Эл включила передачу. Спросила, не обратив внимания на то, что говорит незнакомка.
– Куда мы едем?
– Как куда? К гаранту.
– Гаранту чего?
– Конституции. На этой земле Россия Правовая. Здесь живут по конституции. И гарантом ее, так как президент отрекся, является Юлия Владимировна. Неужто не слыхала?
Грунтовка закончилась, начался хоть плохонький, но асфальт, и Эл прибавила скорости.
– А-а-а-а, сумасшедшая баба? Как же, как же. Слышала.
– Поаккуратнее, – насупилась автоматчица. – Юлия Владимировна – это тебе не твой Анри. И не Григорянц. Это плебс может жить по закону джунглей, а граждане Правовой России живут по совести.
– По какой еще совести? – фыркнула Эл. – Сама же сказала, по конституции. А сейчас что воровской закон, что постконституция, все одно – беспредел. А с чего взяла, что я от Анри?
– А от кого? Сама посуди: смазливая девица, не иначе проститутка. Посреди ночи с пистолетом в машине. В глухом лесу. Чего, спрашивается, забыла? Не иначе драпает от кого-то. Беглая проститутка здесь? Откуда ей взяться? Не иначе со стороны Григорянца, больше, все одно, здесь никто девками не торгует. А у Григорянца этим делом занят Анри. Ну и потом, Анри со своими мордоворотами вчера неподалеку останавливался, девку беглую искал на «фольксвагене».

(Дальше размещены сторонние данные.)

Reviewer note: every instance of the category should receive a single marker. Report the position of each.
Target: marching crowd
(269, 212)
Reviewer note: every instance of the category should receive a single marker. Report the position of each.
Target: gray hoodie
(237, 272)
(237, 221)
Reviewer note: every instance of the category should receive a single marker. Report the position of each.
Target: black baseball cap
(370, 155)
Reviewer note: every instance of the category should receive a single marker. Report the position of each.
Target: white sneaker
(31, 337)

– Откуда знаешь? – не сдержалась Эл.
– Агентурные данные. Тебя как звать?
– Маша, – не задумываясь отозвалась та.
– Ежедневно ваша, проститутка Маша, – усмехнулась автоматчица. – Врешь. Никакая ты не Маша. Ну да там разберемся. Сейчас тормози… и налево. Ага. И прямо.

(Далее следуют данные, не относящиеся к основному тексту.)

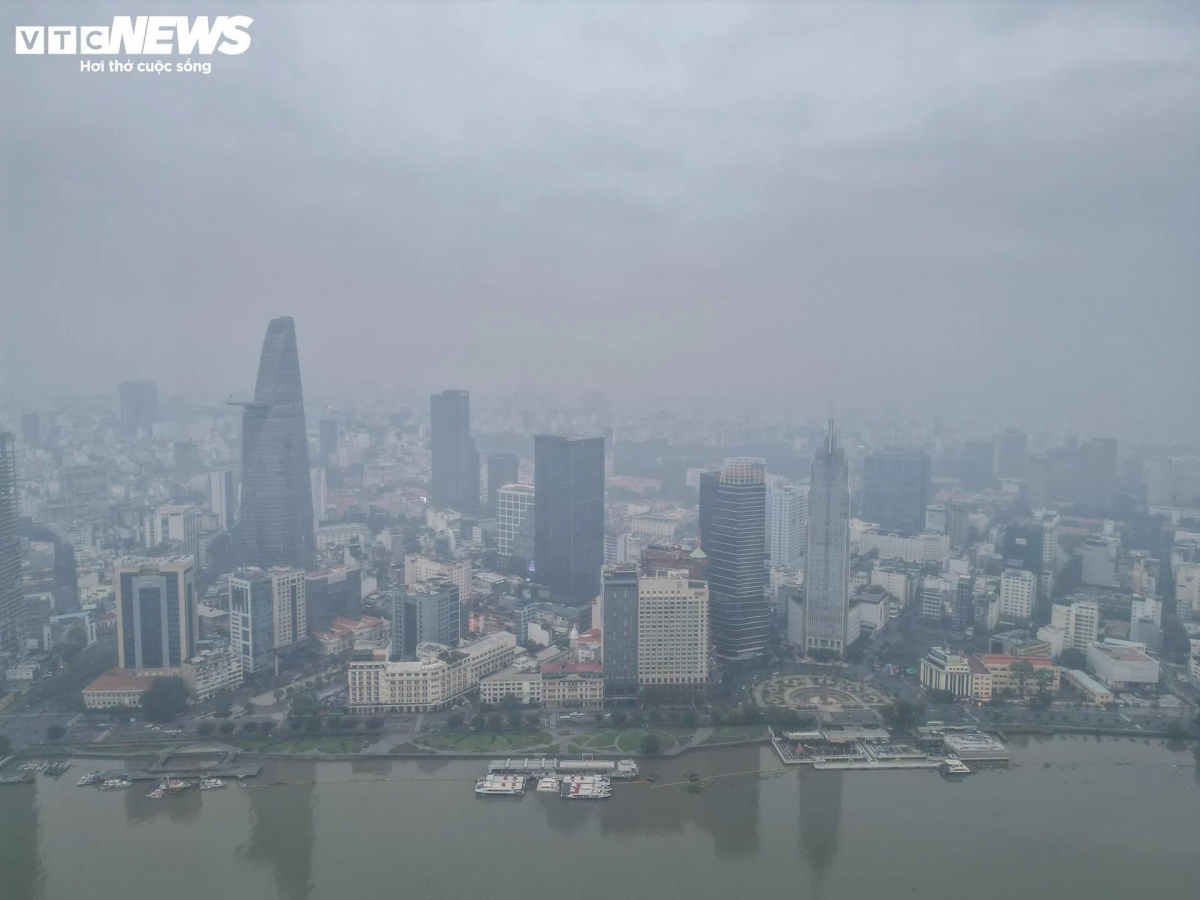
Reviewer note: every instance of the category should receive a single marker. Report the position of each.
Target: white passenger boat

Машина вышла на шоссе и покатилась совсем в другую сторону. Оставив за спиной не только сутенера и бандюков, но и Славу, к которому она так хотела вернуться. Единственное, что осталось не только позади, но и маячило впереди, были, кажется, неприятности.
20
Как ни старался, а дверь предательски заскрипела. Сутенер, что мирно похрапывал в старом проваленном кресле, тут же подскочил, словно ужаленный. Секунду выглядел растерянным, потом успокоился, увидав Славу.
– А, это ты. Дядька, ты куда собрался?
– Вперед по дороге, – хмуро отозвался Вячеслав.

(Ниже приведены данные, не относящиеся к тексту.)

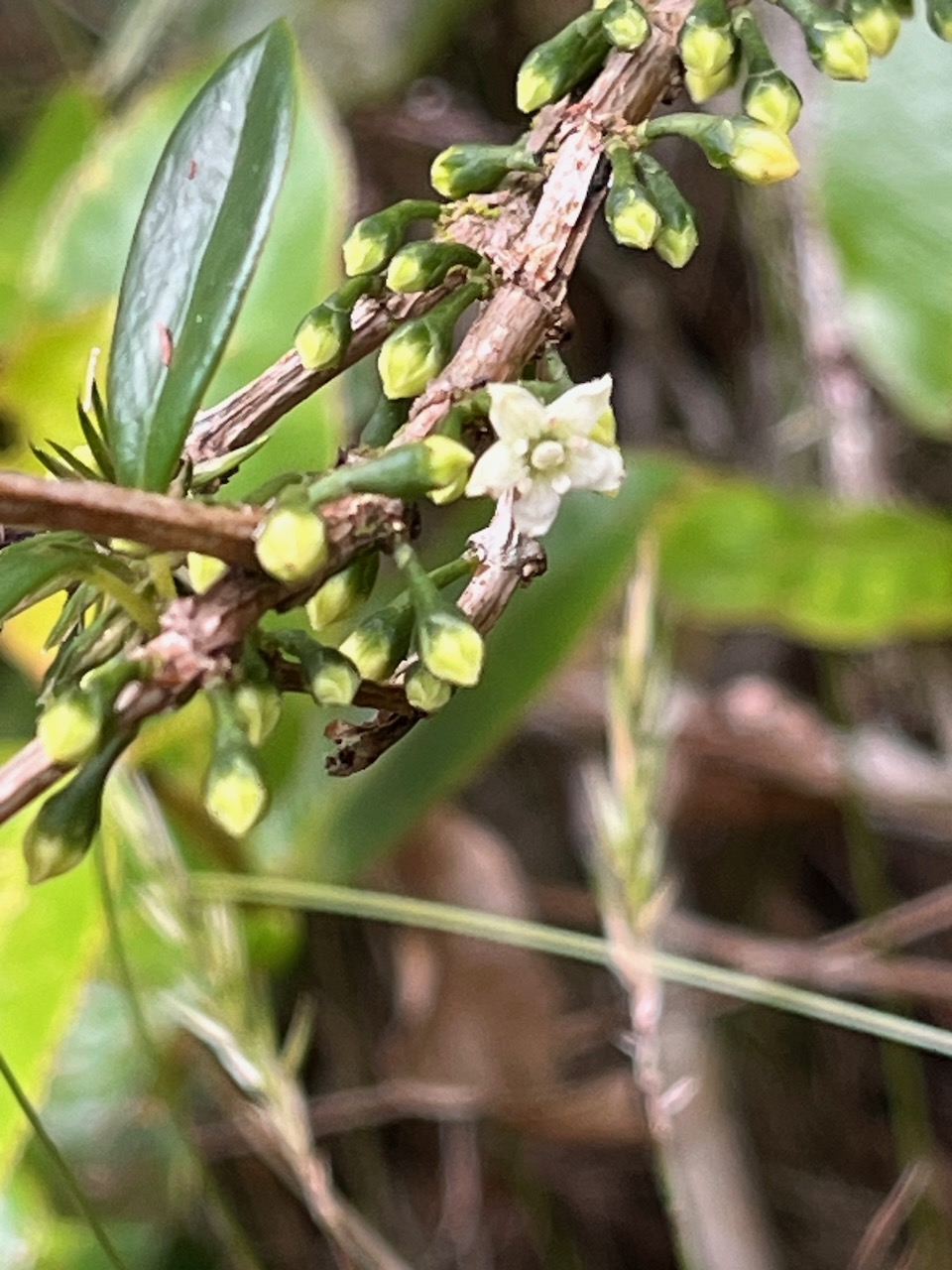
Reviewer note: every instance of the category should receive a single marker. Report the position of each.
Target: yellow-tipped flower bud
(772, 99)
(449, 647)
(258, 708)
(293, 544)
(235, 794)
(878, 22)
(203, 571)
(343, 594)
(627, 26)
(424, 691)
(761, 155)
(71, 725)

– Напрасно. Ты мне нужен здесь, – сутенер говорил легко, даже с усмешкой, но что скрывалось за этой усмешкой, Слава определять пока не научился.
– Это твои трудности. Мне нужна моя машина, мой пистолет и… – он запнулся. Говорить о цели своего путешествия не хотелось, объяснять что-то тем более.
Сутенер, однако, понял запинку по-своему.
– Эта «и», а точнее сказать, «э», нужна мне не меньше, чем тебе. И я собираюсь ждать ее здесь.
– Жди, – Слава пожал плечами. – Я тебе не мешаю.
Анри напрягся, став похожим на перетянутую гитарную струну. Казалось, тронь пальцем – лопнет. Пальцы его до белизны сжались на подлокотниках. На лице промелькнула череда эмоций. Сутенер резко поднялся.
– Хорошо. Как скажешь, – сказал уже спокойно. – Едем, – и, повернувшись к двери, гаркнул. – Борик!
Вячеслав обернуться не успел, как в дверях нарисовался один из бритоголовых мордоворотов. Молча встал, подперев широкой спиной стену.
– Борик, бери ребят и возвращайтесь. Скажешь Григорянцу, что я скоро буду. Оставь мой джип, и поезжайте.